TMJ (temporomandibular joint) disorder is a condition that affects the muscles and nerves of the temporomandibular joint. This joint is located on each side of the jaw and it connects the jaw to the skull. TMJ occurs when the muscles and nerves of the TMJ joint become injured or inflamed.
A TMJ disorder is extremely common (an estimated 12 percent of American’s suffer from the condition), and women are affected more than men. Determining the cause of TMJ can be challenging. There are several factors that can contribute to this disorder, including arthritis, genetics, habitual teeth grinding (bruxism), stress, diseases of the connective tissues, and injuries to the jaw. Whatever the cause, TMJ can be painful and in extreme cases, it can limit the ability to effectively operate the jaw.
There are several symptoms associated with TMJ disorder. If you experience any of the following symptoms, chances are you have TMJ.
1. Pain in the temporomandibular joint
Since TMJ disorder is a condition that affects the temporomandibular joint, it is no surprise that one of the most common symptoms is a pain in this joint. The temporomandibular joint is located on each side of the jaw, right in front of the ear. Every time you open and close your jaw, you have your TMJ joint to thank.

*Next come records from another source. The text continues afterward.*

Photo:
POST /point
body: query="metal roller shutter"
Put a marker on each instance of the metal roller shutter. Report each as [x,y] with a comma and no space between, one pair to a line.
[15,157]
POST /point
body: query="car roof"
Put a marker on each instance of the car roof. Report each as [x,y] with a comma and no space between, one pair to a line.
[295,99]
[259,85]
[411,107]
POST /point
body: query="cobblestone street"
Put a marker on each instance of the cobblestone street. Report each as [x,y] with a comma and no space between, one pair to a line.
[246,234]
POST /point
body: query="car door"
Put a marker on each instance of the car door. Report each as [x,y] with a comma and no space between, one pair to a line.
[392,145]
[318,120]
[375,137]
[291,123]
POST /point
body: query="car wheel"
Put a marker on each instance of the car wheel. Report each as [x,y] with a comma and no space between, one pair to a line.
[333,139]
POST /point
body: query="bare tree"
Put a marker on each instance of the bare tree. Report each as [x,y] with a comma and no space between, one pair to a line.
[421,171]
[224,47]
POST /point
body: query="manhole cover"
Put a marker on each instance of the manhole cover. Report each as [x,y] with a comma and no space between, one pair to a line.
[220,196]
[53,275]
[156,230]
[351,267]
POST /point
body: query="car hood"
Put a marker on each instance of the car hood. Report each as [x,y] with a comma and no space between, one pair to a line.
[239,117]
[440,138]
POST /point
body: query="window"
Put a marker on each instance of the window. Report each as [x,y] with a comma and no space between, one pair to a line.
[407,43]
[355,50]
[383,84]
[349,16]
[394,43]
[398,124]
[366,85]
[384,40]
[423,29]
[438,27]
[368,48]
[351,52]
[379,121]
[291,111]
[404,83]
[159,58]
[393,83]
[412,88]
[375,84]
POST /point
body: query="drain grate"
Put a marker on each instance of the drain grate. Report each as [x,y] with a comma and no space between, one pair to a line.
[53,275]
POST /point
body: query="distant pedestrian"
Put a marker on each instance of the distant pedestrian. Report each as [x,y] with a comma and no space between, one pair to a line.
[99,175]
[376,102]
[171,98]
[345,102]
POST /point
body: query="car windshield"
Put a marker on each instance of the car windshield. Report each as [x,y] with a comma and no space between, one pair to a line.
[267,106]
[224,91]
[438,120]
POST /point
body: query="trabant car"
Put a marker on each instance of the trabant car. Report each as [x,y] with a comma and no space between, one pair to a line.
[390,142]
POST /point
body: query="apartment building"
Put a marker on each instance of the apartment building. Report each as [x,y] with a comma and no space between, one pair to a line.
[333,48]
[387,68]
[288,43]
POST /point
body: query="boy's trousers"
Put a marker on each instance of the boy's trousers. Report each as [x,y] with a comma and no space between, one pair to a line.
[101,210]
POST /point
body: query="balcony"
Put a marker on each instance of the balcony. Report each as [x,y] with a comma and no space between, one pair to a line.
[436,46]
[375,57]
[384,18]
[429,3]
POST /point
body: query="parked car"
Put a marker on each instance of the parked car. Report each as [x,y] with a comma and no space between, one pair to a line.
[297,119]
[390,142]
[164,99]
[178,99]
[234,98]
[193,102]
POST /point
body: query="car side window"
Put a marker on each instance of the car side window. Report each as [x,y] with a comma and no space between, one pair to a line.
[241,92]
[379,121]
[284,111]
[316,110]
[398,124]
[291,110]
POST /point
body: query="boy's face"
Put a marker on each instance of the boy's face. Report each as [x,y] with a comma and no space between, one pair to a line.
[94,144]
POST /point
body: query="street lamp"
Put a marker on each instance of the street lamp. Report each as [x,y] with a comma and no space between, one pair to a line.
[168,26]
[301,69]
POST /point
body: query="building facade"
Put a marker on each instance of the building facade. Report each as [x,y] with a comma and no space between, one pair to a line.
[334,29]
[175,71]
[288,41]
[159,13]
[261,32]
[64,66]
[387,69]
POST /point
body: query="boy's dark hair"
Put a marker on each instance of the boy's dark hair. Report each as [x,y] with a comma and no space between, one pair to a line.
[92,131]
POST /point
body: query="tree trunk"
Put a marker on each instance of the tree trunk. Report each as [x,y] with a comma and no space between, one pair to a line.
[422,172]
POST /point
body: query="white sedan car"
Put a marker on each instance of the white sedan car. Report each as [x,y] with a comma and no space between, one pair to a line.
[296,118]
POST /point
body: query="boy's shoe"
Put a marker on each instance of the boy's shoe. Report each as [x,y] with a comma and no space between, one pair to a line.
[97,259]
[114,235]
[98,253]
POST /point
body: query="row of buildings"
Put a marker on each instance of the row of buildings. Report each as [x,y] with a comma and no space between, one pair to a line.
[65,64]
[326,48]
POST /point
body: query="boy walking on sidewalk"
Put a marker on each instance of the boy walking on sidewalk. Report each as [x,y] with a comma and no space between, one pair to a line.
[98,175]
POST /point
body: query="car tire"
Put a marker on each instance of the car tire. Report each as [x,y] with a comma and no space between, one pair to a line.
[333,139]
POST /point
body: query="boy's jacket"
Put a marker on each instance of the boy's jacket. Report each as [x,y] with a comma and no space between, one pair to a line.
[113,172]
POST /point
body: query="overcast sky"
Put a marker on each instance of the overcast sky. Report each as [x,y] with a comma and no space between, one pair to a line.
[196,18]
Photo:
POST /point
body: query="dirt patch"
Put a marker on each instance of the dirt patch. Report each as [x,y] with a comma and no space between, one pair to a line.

It acts as a sliding hinge of sorts, allowing the jaw to move. Since TMJ disorder affects the muscles and nerves of this joint, it makes sense that the condition will cause pain in the joint itself. The pain can range from mild to severe and can come and go. You might notice that it’s worse after eating or while you are talking. You could also experience more pain upon waking, which could be a sign that you grind your teeth while you sleep.